Incidence and Change in Cognitive–Affective Depression
Pre- and post-operative percentages of the three subgroups (No, Mild, and Moderate cognitive–affective symptoms of depression according to the BDI scores) are shown in Table 2. Neither preoperative medical nor demographic differences among these three groups were found. The Moderate depression group scored significantly worse on the GPT, TMT, and JLO measures.
Six days after surgery, we found a significant drop in the cognitive–affective depression score (t=2.73; p<0.01), and 83% of the patients remained in the same subgroup of depression. Four percent moved to a group with higher depression scores (No to Mild: 2%; Mild to Moderate: 2%), and 13% moved to a group with lower scores (Mild to No: 11%; Moderate to Mild: 2%).
Six months after surgery, we found no significant drop in the cognitive–affective score, as compared with the preoperative score; 72% of the patients remained in the same depression subgroup; 11% moved to a group with higher depression scores (No to Mild: 5.5%; Mild to Moderate: 5.5%), and 17% moved to a group with lower scores (Mild to No: 11%; Moderate to Mild: 3%; and Moderate to No: 3%).

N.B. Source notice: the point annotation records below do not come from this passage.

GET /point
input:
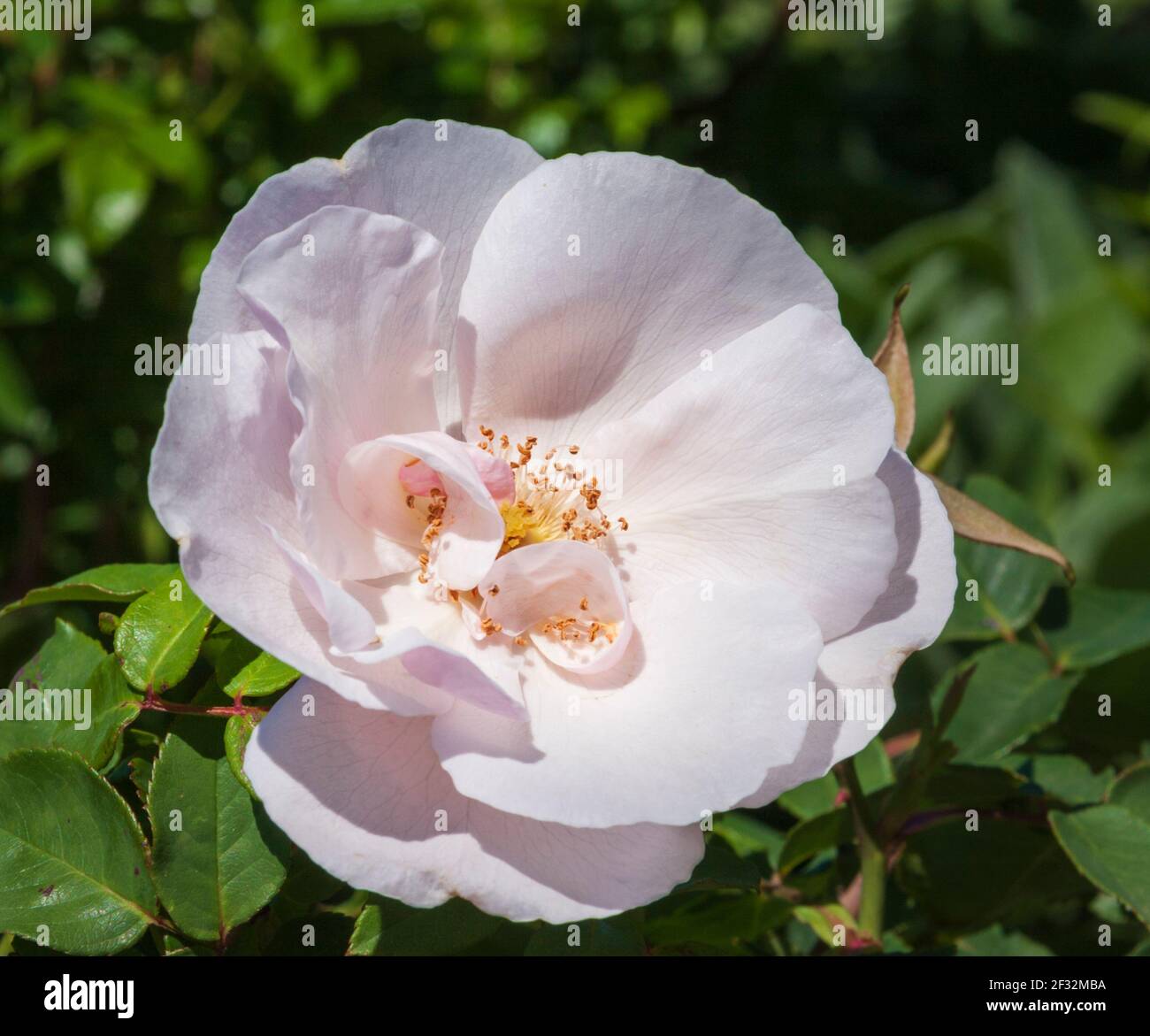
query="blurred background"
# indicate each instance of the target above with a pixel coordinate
(999, 237)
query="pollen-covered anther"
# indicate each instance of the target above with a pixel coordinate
(555, 499)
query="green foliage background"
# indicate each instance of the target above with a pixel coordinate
(999, 239)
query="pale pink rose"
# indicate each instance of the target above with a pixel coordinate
(524, 687)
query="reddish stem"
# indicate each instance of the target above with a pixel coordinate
(153, 702)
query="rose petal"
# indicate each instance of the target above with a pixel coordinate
(558, 580)
(907, 618)
(218, 480)
(364, 794)
(689, 721)
(372, 494)
(671, 264)
(444, 176)
(356, 308)
(758, 467)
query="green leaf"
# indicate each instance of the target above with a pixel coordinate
(824, 919)
(1005, 871)
(720, 868)
(996, 942)
(617, 936)
(1069, 779)
(307, 885)
(106, 188)
(72, 856)
(1104, 625)
(713, 920)
(1011, 695)
(217, 856)
(106, 583)
(809, 837)
(237, 733)
(389, 928)
(748, 836)
(157, 638)
(1111, 847)
(1131, 790)
(85, 705)
(1011, 584)
(264, 675)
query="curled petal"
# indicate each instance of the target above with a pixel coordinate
(568, 597)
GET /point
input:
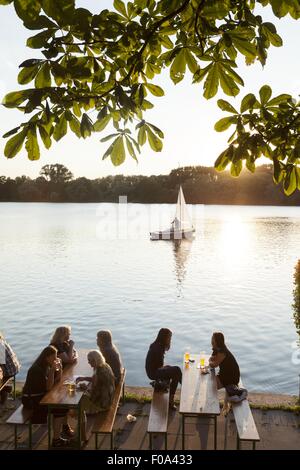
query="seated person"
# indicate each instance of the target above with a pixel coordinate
(175, 224)
(155, 367)
(100, 390)
(64, 345)
(229, 373)
(110, 353)
(41, 377)
(9, 366)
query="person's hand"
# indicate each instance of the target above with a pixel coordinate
(83, 386)
(57, 365)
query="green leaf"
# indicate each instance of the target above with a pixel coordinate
(118, 151)
(154, 141)
(284, 98)
(58, 10)
(45, 137)
(108, 137)
(130, 149)
(11, 132)
(191, 61)
(248, 102)
(269, 31)
(236, 168)
(265, 94)
(178, 67)
(156, 130)
(228, 85)
(14, 145)
(31, 62)
(142, 135)
(211, 83)
(40, 40)
(102, 123)
(280, 7)
(75, 126)
(290, 181)
(154, 89)
(15, 98)
(245, 47)
(76, 109)
(27, 10)
(61, 128)
(224, 123)
(27, 74)
(225, 106)
(43, 78)
(86, 126)
(31, 145)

At 3-to-5 years after the operation, we found no significant drop in the cognitive–affective score, as compared with the preoperative score: 70% of the patients remained in the same depression subgroup; 11.5% of the patients moved to a group with higher depression scores (No to Mild: 11.5%), and 18.5% moved to a group with lower scores (Mild to No: 16%; Moderate to No: 2.5%).
We found a significant difference between the on- and off-pump groups, with off-pump patients showing higher cognitive–affective depression scores at 6 months (mean 2.9 versus 4.1; t = –2.06, p<0.05) and 3–5 years after the surgery (mean 1.8 versus 4.4; t = –2.14, p<0.05).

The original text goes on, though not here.